Okunad Albert A, Murthy Vasudeva N R
Department of Economics, The University of Memphis, TN 38152, USA.
J Health Econ. 2002 Jan;21(1):147-59. doi: 10.1016/s0167-6296(01)00122-9.
Per capita real income on the demand-side and technological change, proxied by total R&D and health R&D spending, on the supply-side are hypothesized as major drivers of per capita real health care expenditure in the US during the 1960-1997 period. The findings are robust to a battery of unit root and cointegration tests.

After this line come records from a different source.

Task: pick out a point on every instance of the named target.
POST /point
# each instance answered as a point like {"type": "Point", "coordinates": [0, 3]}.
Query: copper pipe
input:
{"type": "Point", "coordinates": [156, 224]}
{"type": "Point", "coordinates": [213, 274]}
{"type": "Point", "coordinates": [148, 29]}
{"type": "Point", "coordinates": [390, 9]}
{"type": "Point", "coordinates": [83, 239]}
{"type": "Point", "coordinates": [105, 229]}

They support the Newhouse [Journal of Economic Perspectives 6 (1992) 3] conjecture that technological change is a major escalator of health care expenditure and confirm a significant and stable long-run relationship among per capita real health care expenditure, per capita real income and broad-based R&D expenditures. Policy implications are noted.
在需求端的人均实际收入以及在供给端用总研发支出和健康研发支出代表的技术变革,被假定为1960 - 1997年期间美国人均实际医疗保健支出的主要驱动因素。研究结果在一系列单位根检验和协整检验中表现稳健。它们支持了纽豪斯[《经济展望杂志》6 (1992) 3]的猜想,即技术变革是医疗保健支出的主要推动因素,并证实了人均实际医疗保健支出、人均实际收入和广泛的研发支出之间存在显著且稳定的长期关系。文中指出了政策含义。